# spartantool vs ridgid on camera and locator



## Affordable (May 22, 2012)

ok guys i just purchased the new sparvision 200 and now im trying to upgrade from the 415R to the newest version of spartan accuview .. so my question is should i get a accuview locator from spartan or should i get the navitrack scout from ridgid .. ppl with navitrack scout or spartan locators please respond.. thanks....


----------



## bulldozer (Jan 11, 2009)

We have four spartan cameras and use the lf-2000. Rigid makes an excellent locator but I still believe any tool is as good as the operator. Everyone has their preference but I believe they are pretty much the same.


----------



## buffaloPlumber (Jun 26, 2012)

I currently use the spartan 415r daily. Both of my cameras are ridgid and location is easy and accurate every time. I've used the spartan and nuvi trac side by side and find no real difference between the two other than the spartan being easier to read on the screen esp. On sunny days.

The only downfall of the 415r is the ability to use ridgid brick transmitters. The 415r will not locate 8hz. Just 33 and 64 I believe.

If the majority of use is for sonde detection/location than I wouldn't upgrade.

Hope this is somewhat helpful.


----------



## Affordable (May 22, 2012)

ya even the new locator they have witch im lookin into is 512/65/60/50 Hertz operating mode.
http://www.spartantool.com/accuview-locator-with-case-products-18.php?page_id=175

and this is the camera

http://www.spartantool.com/sparvision-200-products-4099.php?page_id=175


----------



## buffaloPlumber (Jun 26, 2012)

The only camera system that is worth buying is a ridgid. Everything else is second best inc spartan.


----------



## Affordable (May 22, 2012)

buffaloPlumber said:


> The only camera system that is worth buying is a ridgid. Everything else is second best inc spartan.
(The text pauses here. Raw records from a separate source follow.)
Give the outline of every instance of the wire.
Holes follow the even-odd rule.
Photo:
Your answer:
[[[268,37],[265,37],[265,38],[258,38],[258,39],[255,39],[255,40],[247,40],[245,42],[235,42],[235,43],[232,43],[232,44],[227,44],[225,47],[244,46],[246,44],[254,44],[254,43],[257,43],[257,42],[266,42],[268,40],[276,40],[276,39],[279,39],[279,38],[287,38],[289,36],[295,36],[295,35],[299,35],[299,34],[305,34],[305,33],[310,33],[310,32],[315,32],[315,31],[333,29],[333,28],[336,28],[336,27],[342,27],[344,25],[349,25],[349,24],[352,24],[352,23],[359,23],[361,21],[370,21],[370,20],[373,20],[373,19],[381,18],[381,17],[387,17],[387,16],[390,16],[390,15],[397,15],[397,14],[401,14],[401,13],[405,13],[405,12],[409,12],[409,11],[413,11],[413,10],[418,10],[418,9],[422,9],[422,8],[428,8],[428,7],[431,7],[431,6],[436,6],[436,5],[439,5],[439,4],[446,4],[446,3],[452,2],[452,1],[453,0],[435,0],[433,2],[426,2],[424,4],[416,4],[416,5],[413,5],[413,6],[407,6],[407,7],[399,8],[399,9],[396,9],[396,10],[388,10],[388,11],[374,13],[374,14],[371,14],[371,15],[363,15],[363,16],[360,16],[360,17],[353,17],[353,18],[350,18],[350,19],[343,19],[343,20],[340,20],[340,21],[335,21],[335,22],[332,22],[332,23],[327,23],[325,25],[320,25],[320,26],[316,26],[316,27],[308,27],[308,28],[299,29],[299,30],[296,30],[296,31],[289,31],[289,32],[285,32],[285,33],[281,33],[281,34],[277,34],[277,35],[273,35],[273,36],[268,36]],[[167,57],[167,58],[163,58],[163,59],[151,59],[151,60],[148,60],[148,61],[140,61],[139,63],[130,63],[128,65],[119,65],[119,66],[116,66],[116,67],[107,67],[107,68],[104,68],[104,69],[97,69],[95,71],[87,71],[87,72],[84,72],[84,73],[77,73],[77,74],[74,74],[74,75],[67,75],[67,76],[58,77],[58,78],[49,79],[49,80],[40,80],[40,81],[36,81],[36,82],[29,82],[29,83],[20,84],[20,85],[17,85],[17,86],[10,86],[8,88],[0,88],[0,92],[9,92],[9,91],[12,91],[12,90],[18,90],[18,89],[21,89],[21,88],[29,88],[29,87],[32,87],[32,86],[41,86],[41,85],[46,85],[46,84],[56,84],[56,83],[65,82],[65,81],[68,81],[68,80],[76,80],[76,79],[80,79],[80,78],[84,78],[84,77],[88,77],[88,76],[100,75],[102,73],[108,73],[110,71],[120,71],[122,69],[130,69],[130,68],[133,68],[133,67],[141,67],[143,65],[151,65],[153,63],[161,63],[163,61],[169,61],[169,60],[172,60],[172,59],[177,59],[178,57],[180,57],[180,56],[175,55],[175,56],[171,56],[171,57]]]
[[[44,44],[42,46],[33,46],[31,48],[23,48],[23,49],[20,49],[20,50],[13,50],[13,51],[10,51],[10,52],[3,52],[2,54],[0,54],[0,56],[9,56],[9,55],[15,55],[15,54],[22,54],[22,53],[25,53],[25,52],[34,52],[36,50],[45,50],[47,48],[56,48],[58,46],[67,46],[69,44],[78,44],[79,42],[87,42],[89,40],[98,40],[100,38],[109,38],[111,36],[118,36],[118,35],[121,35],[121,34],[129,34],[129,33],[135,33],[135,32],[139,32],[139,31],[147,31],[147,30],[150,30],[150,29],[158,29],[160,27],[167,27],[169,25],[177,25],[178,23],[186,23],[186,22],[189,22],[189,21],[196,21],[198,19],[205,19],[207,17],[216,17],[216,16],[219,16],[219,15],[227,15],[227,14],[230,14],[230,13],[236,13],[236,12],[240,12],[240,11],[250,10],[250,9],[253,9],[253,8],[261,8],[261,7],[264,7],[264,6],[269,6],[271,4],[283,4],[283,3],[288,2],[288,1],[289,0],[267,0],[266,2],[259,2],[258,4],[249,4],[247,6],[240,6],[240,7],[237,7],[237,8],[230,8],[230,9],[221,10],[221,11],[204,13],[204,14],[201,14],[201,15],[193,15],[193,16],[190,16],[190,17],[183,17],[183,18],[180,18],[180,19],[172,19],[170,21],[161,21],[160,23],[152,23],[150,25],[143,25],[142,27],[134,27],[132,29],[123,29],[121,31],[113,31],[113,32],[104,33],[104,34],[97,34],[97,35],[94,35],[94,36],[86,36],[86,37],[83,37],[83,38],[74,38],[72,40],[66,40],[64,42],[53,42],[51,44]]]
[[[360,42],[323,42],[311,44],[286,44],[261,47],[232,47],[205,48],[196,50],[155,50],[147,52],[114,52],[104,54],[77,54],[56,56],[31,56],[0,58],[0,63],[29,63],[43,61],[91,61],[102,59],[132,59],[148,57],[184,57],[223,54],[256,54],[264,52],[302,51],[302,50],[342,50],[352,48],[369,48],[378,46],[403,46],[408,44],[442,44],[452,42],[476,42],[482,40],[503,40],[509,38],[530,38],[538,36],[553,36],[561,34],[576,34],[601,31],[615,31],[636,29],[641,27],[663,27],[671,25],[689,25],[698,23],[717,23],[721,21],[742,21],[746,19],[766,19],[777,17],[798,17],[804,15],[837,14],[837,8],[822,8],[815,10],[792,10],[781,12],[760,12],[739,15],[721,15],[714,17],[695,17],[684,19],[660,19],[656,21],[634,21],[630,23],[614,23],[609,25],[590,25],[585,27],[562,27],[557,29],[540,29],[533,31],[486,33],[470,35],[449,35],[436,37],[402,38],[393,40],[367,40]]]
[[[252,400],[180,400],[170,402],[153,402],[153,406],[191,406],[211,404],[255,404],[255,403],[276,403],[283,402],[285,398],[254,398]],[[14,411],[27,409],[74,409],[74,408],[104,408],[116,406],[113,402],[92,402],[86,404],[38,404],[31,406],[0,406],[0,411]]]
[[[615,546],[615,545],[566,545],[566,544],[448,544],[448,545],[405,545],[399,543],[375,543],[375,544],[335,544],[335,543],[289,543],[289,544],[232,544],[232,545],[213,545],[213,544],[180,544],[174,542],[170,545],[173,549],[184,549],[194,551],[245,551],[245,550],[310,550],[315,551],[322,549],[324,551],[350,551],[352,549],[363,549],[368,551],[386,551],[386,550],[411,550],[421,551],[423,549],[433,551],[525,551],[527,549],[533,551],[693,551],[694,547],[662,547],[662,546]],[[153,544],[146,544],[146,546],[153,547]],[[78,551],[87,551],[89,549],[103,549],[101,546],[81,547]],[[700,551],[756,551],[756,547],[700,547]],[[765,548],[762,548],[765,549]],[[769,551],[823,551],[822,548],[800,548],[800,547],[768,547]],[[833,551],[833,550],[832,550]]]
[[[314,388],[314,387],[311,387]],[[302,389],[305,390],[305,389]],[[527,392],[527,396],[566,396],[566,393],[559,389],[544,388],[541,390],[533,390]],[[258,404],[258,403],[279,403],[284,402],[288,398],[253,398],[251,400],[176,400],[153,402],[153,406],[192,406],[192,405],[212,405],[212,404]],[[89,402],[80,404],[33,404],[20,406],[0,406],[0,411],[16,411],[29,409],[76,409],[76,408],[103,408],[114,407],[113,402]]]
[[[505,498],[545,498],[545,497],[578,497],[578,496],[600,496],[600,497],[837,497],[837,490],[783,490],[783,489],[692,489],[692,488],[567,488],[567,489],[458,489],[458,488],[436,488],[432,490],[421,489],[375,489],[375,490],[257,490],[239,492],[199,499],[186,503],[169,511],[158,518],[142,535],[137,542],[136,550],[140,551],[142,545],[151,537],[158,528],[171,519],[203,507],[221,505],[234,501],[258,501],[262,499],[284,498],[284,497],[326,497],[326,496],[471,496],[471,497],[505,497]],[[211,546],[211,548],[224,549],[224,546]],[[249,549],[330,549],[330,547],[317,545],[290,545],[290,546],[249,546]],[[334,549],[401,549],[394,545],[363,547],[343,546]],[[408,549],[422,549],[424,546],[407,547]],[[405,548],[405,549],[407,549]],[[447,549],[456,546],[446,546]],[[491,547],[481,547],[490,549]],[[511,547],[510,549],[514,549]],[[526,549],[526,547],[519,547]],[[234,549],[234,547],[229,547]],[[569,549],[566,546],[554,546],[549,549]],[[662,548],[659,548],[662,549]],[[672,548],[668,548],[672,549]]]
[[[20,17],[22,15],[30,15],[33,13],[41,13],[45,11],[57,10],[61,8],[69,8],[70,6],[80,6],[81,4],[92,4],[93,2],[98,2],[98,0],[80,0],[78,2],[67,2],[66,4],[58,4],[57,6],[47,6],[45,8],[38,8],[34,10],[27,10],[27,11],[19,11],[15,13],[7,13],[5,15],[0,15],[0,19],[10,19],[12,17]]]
i have to disagree.. i didnt like my see snake i had before.. and alot of cameras by ridgid are still out of date.. if u ask me.. but.. hey we all got our own taste.. thanks for the feed back buffaloplumber


----------



## bulldozer (Jan 11, 2009)

I disagree also. I have both. R idgid and spartan and a couple of eels. There all pretty much the same.


----------